Но Франсуа один шел к Прыжку Оленя: Бернар уже свернул на свою дорогу.

Тем не менее голос молодого человека донесся до отца, и старый лесничий вздрогнул, услышав:

- Да, отец! Слава Богу, я знаю, куда всадить пулю, будьте спокойны!

- Да сохранит Господь бедного мальчика! - прошептала Марианна, перекрестившись.

VII
ОТЕЦ И МАТЬ

Оставшись наедине, Гийом и Марианна посмотрели друг на друга.

Затем Гийом спросил вслух сам себя, словно присутствие жены в подобных обстоятельствах не имело никакого значения для ответа на вопрос:

- Какого черта Бернару понадобилось идти в сторону города?

- В сторону города? Разве он туда пошел? - спросила Марианна.

- Да… Причем по самому короткому пути. Вместо того чтобы идти по дороге, пошел напрямик через лес.

- Через лес, ты в этом уверен?

- Черт! Вот и наши охотники уже на просеке Ушарских угодий, а Бернара с ними нет… Эй!

Папаша Гийом направился было к лесникам, но жена его остановила:

- Останься, отец, мне надо с тобой поговорить.

Гийом искоса взглянул на нее: Марианна закивала, подтверждая свои слова.

- Ну, тебя послушать, так у тебя всегда есть что сказать! - воскликнул он. - Только надо еще выяснить, стоит ли слушать то, что ты собираешься сообщить.

И он снова приготовился выйти, чтобы расспросить Франсуа или его спутников о том, почему ушел Бернар.

Но Марианна снова остановила его:

- Да говорят же тебе, останься!

Гийом остался, но с явной неохотой.

- Ну, - с нетерпением сказал он, - что ты от меня хочешь? Говори быстрей.

- Да имей же терпение!
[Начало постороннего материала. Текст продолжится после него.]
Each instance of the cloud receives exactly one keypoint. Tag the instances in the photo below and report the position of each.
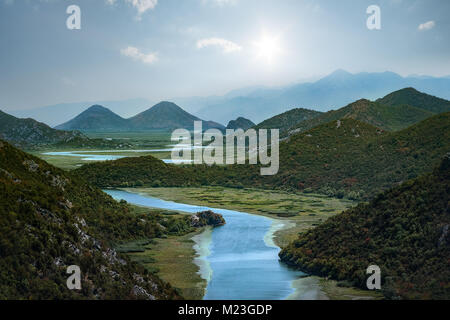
(226, 45)
(136, 54)
(143, 5)
(427, 26)
(220, 2)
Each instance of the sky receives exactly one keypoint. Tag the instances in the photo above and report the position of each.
(158, 49)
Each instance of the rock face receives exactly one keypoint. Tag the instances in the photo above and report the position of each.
(207, 218)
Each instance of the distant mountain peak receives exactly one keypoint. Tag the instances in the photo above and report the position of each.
(240, 123)
(97, 107)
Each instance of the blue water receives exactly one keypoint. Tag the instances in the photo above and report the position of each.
(91, 156)
(244, 265)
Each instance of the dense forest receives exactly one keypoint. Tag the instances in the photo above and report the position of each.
(405, 231)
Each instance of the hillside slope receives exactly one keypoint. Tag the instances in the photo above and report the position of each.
(96, 118)
(29, 132)
(50, 219)
(389, 118)
(405, 231)
(288, 119)
(167, 115)
(414, 98)
(162, 116)
(240, 123)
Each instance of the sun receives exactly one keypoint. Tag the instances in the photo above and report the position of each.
(268, 48)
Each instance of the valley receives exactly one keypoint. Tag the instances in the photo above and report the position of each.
(175, 260)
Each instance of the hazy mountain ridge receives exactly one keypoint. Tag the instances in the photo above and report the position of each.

Тебя слушаться, так надо закончить раньше, чем начнешь.

- Так ведь когда ты заговоришь - это всем ясно, - ответил Гийом, улыбаясь тем уголком рта, что не был занят трубкой, - а вот когда закончишь - никто не знает!

- Я-то?

- Да… Ты же начинаешь с нашего Косого, а заканчиваешь турецким султаном!

- Ну ладно, на этот раз я начну с Бернара и закончу им же… Ты доволен?

- Говори, - сказал Гийом, смирившись и скрестив руки на груди, - а потом я тебе отвечу.

- Так вот! Ты же мне сам сказал, что Бернар пошел в сторону города?

- Да.

- И что он даже пошел через лес, чтобы срезать путь.

- Ну, и дальше что?

- И наконец, что он не пошел с остальными в сторону Тет-де-Сальмон?

- Так ты что, знаешь, куда он пошел? Если знаешь, то говори, и дело с концом… Говори, я слушаю. Если не знаешь, нечего меня здесь задерживать!

- Заметь, что говоришь сейчас ты, а не я.

- Я молчу, - отвечал Гийом.

- Так вот, - продолжала женщина, - он пошел в город…

- Чтобы пораньше встретить Катрин? Велика хитрость! Если в этом твои новости, прибереги их для прошлогоднего календаря.

- Вот ты и ошибаешься, он вовсе не ради Катрин пошел в город!

- А ради кого же тогда?

- Он пошел ради мадемуазель Эфрозины.

- Дочки торговца лесом, дочки мэра, дочки господина Руазена? Да полно тебе!

- Да, ради дочери торговца лесом, да, ради дочери мэра, да, ради дочери господина Руазена!

- Замолчи!

- Почему это?

- Замолчи!

- В конце концов…

- Да замолчи же!

- Ах, никогда я не видела такого человека! - вскричала мамаша Ватрен, в отчаянии воздевая руки к небу. - Все ему не так! Сделаю так - плохо, сделаю по-другому - опять плохо. Заговорю - надо было молчать, молчу - опять не так: надо было говорить! Но, Боже милостивый, на что же дан человеку язык, если не для того, чтобы высказать то, что у него на душе?!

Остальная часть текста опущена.